Disney’s Sleeping Beauty, from 1959, was the final fairy tale produced by Walt Disney himself and remains one of his studio’s most under-cherished works. Suffused with celestial metaphors and flights of visual fancy informed by pre-Renaissance art, the film’s economical story is played for cosmic pathos and staged as pagan ritual. Stylist Eyvind Earle and background artist Frank Armitage were more or less allowed autonomy over the production and their freedom is felt in the limber, giddy stylings of the film, a far superior work than its earlier kissing cousin Snow White and the Seven Dwarfs. Through the startlingly jagged animation and moving cutouts of the film, Earle and Armitage’s crew of animators and painters evoke an expressionistic netherworld influenced by numerous Gothic, Persian and Medieval sources. The familiar story concerns a 16-year-old beauty, Princess Aurora, who dies when she pricks her finger on the needle of a spinning wheel and is subsequently revived by the Prince Charming she was destined to marry.
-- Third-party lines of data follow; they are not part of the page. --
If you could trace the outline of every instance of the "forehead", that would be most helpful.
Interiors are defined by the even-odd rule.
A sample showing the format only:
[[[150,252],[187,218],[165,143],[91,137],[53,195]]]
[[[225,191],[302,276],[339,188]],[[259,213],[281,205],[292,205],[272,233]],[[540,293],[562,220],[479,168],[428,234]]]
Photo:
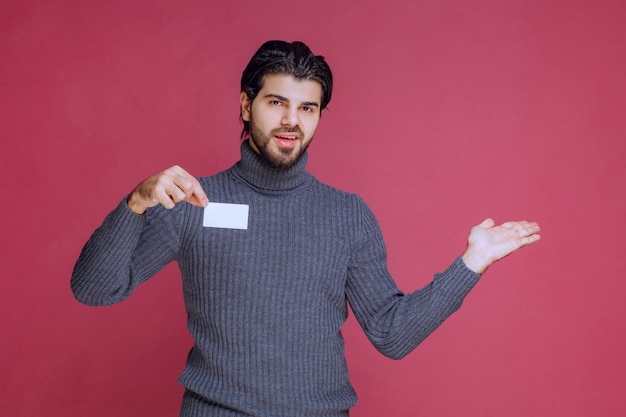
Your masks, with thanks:
[[[263,77],[263,88],[258,96],[281,96],[293,102],[321,103],[322,85],[313,80],[298,80],[289,74],[268,74]]]

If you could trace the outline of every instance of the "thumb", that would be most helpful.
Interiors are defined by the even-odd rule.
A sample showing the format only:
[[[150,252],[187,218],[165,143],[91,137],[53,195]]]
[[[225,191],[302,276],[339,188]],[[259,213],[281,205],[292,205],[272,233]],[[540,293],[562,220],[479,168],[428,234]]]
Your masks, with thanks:
[[[478,227],[482,227],[483,229],[491,229],[495,224],[496,223],[493,221],[493,219],[491,217],[488,217],[483,220],[482,223],[478,225]]]

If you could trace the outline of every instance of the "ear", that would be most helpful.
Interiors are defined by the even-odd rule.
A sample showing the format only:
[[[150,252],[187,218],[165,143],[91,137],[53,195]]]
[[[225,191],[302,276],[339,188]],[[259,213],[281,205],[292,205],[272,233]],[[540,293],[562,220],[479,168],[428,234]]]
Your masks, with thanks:
[[[241,94],[239,95],[239,101],[241,103],[241,119],[244,122],[249,122],[250,121],[250,107],[252,106],[252,103],[250,102],[248,95],[244,91],[242,91]]]

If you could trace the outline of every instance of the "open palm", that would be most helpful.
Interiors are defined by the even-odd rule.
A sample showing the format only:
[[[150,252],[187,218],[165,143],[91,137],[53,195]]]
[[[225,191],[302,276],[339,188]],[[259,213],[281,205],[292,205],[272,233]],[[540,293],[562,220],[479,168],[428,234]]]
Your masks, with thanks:
[[[535,222],[515,221],[495,226],[493,219],[485,219],[470,231],[463,260],[470,269],[483,273],[492,263],[538,241],[539,230]]]

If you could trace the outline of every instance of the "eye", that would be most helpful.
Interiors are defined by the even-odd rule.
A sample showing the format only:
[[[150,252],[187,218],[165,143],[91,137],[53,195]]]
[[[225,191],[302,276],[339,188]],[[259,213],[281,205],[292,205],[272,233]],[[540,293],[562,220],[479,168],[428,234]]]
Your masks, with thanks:
[[[280,106],[280,105],[282,105],[282,103],[279,100],[271,100],[270,104],[272,106]]]
[[[304,110],[305,112],[312,112],[313,109],[311,108],[311,106],[302,106],[302,110]]]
In her attack against Aurora, the ferocious Maleficent (Eleanor Audley) appears to take on the fairy-tale cliché itself. After the story’s three fairy godmothers bestow their cosmic gifts on the baby Aurora, Maleficent curses the child with death because she wasn’t invited to her über-Christening. Her bitchery is of the highest order, seductive and titanic, and she is almost postmodern for her time. (Dreamworks’s awful Shrek basically recycles the film’s close-to-meta premise, but to annoying effect.) Just as the film’s gorgeous backdrops suggest characters trapped in suspended animation, the many colorful balls of light that frequently circle their heads hauntingly convey the filmmakers’ idea of fate and love locked in a cosmic struggle.
Image/Sound
Apparently we didn’t see all of Sleeping Beauty when she first came to DVD in 2003. For this Platinum Edition, which boasts an all-new digital restoration, you get to savor the film in succulent 2.55:1 anamorphic widescreen. But if the image on this DVD edition is superior to the earlier disc’s presentation, then I must have been on something when I gave the previous DVD a five-star rating for image: Because while this is a sparkling transfer, digital artifacts crazily abound, no surprise-and to an extent, forgivable-given the film’s hierarchic design. Sound is solid on all tracks, including the restored original theatrical soundtrack, with Maleficent’s entrances making the most significant impressions.
Extras
Surprisingly, miraculously even, there’s little overlap between the extras on this DVD edition and the ones found on the earlier 2003 edition. On disc one you’ll find: a composite commentary track chockablock with giddy reminiscences from some of the talent responsible for the film; the “Briar Rose’s Enchanted Dance” and “Sleeping Beauty Fun with Language” games; a horrid music video (“Once Upon a Dream”) by Hannah Montana’s Emily Osment (relation to Haley Joel unknown but likely); a “Princess Fun Facts” subtitle commentary; all sorts of song selections; the Grand Canyon theatrical short; and an epic excerpt from The Peter Tchaikovsky Story. Disc two is aimed at the film geeks: a making-of documentary; a featurette on the art of Eyvind Earle; a focus on “Sequence Eight”; an alternate ending; deleted songs and storyboard sequences; live-action reference footage; a bunch of stills galleries; a castle walkthrough; publicity teasers and trailers; and an excerpt from Four Artists Paint One Tree.
Overall
It’s always cool to spend time with Sleeping Beauty, but without a game that allows you to determine if you’re more like Aurora or Maleficent, this Platinum Edition package falls just shy of definitive.